Thank you so much for the fast response. I’ve had her for a year and a half. I have not been gutloading the crickets properly, Petco employees told me the little water orbeez were enough and I have no idea why I never questioned it. I use calcium with vitamin D3, should I get one without D3, and purchase a multivitamin? The humidity is around 45 during the day, but the heat is definitely always about the same, but it is measured from kinda far from the basking branch, so I assumed it was fine. The uvb is 5.0, but I just realized I haven’t changed the bulb since August. I totally just read the label on the pot to write down what plant it is because I had no idea, but I looked it up and it’s a prayer plant. The only reason I have the fake plants at the top of the enclosure is that the leaves of real ones were dying because of all the water from the dripper, but I’ll change that as soon as possible (I’m guessing I shouldn’t do it right now to not stress her out, but she has tried to bite them off, unsuccessfully).

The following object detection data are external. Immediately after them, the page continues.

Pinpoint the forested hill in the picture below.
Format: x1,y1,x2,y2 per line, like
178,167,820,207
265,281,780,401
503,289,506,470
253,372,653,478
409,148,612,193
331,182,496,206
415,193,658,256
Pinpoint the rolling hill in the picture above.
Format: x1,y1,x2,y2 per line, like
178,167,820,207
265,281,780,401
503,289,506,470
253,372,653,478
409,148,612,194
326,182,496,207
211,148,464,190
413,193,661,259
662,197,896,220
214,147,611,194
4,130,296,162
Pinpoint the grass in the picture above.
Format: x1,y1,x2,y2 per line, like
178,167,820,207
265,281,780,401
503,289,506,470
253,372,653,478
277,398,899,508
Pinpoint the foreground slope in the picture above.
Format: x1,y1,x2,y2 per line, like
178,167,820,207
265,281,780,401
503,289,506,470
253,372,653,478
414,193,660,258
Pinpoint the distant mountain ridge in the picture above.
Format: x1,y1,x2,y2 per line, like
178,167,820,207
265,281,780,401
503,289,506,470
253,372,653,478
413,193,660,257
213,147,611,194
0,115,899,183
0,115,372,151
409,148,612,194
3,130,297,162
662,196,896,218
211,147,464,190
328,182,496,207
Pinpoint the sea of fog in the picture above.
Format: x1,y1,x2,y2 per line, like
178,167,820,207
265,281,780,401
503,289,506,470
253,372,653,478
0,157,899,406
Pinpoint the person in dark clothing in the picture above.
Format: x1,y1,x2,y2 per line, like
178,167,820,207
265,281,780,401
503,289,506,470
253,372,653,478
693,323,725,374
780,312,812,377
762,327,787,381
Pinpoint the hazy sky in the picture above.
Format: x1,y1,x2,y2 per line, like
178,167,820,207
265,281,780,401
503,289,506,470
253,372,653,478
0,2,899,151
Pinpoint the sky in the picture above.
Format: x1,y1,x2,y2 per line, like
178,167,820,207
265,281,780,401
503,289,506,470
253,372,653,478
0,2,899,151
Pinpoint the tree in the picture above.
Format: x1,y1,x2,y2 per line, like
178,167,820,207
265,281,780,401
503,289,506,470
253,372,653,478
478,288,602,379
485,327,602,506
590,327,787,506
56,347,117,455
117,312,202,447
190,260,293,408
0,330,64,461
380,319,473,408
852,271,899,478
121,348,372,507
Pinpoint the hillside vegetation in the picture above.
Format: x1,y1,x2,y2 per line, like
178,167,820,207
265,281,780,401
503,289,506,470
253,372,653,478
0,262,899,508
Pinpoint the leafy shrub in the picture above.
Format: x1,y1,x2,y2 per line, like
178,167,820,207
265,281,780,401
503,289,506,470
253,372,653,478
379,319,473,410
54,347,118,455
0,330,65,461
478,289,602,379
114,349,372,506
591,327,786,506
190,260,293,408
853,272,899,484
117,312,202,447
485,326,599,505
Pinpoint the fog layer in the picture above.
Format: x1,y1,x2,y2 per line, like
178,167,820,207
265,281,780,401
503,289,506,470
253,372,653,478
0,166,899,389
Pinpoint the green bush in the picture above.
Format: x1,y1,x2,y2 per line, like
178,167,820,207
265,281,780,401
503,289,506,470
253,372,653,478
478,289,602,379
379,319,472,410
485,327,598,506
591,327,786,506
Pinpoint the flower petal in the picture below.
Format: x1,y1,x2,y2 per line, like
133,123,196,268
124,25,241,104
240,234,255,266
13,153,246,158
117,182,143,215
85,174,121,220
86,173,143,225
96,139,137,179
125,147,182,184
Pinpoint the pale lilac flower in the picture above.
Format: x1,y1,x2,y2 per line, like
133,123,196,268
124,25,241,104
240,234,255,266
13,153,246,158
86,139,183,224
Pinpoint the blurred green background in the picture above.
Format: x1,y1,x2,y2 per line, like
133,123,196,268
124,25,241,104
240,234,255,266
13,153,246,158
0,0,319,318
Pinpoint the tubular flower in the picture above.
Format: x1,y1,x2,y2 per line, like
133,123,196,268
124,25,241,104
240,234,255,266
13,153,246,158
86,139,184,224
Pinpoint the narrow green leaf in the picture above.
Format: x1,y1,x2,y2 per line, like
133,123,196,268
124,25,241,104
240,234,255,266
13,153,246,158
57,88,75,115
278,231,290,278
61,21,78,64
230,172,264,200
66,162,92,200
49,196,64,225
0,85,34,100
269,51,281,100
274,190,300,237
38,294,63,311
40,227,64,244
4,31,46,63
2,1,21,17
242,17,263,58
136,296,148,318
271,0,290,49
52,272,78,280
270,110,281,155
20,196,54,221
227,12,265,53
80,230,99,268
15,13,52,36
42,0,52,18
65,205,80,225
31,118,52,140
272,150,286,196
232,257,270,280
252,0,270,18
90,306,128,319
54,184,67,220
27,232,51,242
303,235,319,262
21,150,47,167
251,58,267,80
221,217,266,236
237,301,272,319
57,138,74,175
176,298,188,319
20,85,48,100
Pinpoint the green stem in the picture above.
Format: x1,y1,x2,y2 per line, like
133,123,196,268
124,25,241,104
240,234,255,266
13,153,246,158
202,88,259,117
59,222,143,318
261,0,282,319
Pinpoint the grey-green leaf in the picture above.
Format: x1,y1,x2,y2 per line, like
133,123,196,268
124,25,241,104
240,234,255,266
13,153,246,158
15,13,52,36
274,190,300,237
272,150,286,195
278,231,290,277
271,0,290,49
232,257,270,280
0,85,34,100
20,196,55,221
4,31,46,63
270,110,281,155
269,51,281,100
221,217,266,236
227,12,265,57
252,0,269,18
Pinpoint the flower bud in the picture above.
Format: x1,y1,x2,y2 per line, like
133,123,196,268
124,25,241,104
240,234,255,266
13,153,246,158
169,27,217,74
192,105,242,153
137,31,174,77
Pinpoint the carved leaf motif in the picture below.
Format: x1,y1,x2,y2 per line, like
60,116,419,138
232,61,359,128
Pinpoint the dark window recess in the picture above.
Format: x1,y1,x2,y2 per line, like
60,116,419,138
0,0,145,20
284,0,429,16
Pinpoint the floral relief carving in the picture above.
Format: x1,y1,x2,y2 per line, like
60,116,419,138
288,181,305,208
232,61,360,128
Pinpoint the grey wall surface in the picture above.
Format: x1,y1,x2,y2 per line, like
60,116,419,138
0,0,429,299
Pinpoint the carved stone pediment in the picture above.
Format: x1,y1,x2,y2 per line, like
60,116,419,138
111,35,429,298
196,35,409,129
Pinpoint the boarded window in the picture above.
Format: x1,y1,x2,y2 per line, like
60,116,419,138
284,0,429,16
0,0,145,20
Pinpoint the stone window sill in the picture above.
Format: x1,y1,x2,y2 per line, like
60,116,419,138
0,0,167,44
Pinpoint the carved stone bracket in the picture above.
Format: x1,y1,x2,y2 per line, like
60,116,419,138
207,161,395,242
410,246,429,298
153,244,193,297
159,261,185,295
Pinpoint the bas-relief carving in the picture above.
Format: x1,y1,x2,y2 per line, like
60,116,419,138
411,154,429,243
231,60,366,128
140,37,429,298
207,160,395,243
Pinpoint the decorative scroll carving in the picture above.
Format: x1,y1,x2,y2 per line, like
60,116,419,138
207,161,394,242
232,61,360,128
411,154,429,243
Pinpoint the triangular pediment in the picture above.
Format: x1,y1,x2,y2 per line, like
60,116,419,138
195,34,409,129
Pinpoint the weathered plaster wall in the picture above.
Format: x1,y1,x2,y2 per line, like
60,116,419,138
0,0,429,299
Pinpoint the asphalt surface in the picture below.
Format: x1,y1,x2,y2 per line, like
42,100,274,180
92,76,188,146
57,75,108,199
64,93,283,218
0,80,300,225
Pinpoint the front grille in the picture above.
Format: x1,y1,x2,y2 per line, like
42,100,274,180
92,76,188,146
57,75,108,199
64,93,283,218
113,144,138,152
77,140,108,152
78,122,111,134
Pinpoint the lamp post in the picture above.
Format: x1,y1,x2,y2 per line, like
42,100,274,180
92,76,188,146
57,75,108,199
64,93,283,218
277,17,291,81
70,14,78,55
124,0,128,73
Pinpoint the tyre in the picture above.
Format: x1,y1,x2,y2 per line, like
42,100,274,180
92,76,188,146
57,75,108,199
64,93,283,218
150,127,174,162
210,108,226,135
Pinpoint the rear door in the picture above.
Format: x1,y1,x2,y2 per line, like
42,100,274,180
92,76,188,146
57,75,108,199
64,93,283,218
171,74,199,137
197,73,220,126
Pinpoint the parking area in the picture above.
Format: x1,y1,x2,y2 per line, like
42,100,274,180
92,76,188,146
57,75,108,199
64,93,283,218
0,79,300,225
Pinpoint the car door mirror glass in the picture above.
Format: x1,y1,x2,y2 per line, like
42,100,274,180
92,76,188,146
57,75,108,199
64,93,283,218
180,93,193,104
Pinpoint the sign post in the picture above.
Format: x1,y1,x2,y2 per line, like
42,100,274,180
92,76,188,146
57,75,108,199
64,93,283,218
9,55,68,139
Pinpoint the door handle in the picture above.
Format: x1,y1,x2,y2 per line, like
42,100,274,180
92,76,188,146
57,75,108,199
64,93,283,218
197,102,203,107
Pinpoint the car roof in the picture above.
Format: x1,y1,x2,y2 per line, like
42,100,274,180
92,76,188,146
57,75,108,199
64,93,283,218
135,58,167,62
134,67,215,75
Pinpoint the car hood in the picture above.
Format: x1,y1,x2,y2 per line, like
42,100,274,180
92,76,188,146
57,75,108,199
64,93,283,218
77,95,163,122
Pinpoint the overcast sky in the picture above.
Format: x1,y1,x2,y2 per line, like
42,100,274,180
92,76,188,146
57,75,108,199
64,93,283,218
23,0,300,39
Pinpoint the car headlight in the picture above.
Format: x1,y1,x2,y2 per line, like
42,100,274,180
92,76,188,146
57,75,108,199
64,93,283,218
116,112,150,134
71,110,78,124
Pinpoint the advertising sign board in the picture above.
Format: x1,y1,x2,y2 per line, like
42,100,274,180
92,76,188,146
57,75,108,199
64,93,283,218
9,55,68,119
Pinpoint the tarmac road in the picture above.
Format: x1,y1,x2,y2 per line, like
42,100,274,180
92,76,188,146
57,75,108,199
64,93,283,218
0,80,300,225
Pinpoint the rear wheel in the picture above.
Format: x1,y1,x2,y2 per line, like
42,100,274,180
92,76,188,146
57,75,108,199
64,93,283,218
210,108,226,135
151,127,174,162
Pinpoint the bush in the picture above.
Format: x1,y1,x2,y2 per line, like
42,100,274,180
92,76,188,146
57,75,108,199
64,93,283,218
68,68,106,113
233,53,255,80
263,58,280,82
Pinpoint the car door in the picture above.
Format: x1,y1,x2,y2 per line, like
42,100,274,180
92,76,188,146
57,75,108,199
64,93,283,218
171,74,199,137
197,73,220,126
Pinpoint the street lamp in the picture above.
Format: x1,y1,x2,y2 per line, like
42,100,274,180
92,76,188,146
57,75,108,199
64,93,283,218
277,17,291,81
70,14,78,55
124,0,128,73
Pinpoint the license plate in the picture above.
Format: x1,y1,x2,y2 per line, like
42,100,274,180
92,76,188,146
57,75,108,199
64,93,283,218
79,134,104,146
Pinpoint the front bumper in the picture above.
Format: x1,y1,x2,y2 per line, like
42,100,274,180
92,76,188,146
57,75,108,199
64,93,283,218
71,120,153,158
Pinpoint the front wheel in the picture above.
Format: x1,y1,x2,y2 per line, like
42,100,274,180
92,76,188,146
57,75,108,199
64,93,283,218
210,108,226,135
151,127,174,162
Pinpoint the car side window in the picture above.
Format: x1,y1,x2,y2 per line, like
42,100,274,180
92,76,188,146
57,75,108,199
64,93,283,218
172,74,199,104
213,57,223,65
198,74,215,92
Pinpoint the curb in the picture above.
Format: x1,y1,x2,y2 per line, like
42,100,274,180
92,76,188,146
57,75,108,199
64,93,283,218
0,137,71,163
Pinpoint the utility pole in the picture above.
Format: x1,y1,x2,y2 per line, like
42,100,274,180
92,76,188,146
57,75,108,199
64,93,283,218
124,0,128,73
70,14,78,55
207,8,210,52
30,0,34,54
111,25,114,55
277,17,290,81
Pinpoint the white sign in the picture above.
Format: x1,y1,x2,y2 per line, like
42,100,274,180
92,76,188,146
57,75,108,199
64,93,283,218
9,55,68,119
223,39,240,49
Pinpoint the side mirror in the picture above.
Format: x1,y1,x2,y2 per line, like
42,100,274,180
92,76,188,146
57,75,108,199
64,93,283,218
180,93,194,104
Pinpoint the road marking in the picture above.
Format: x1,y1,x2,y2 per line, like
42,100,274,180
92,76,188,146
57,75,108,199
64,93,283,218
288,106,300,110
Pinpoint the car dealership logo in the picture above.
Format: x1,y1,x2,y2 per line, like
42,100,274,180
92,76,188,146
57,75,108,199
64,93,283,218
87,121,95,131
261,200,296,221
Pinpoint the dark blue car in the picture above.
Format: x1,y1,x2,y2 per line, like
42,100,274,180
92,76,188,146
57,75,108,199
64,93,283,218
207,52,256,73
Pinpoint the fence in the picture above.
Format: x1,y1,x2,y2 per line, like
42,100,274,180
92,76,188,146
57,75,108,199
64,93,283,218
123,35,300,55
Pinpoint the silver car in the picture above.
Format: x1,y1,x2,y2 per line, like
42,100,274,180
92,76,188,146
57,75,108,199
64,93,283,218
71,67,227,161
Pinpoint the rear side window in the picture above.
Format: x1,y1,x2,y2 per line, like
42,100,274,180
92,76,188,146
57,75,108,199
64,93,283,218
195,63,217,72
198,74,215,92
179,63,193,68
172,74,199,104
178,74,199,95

I cannot thank you enough for all the information you have already given me, I feel hopeful I can nurse her back to health now.
If your daily calcium has D3 in it you need to get calcium WITHOUT D3. Repitcalcum without D3 is a common choice here. If you've been dusting with Calcium with D3, she may have too much of that in her system, and it takes a good while for that to clear, because D3 is a fat-soluble vitamin.

It'll be easiest to confirm what you have if you can post pictures of what you're using. :)
 
I saw her poop this morning, a weird green color I’ve never seen her poop before, I’m attaching a picture.
Also, the calcium with vitamin D3 brand I use is Zoo Med
 

Attachments

  • IMG_9524.jpeg
    IMG_9524.jpeg
    134.7 KB · Views: 8
The calcium needs to have no D3 in it. D3 is fat soluble, so it doesn’t break down quickly and instead builds up in the body, which can lead to overdose.
I have no idea about the color of that poo, although partly looks like urate. You definitely want to get a fecal done.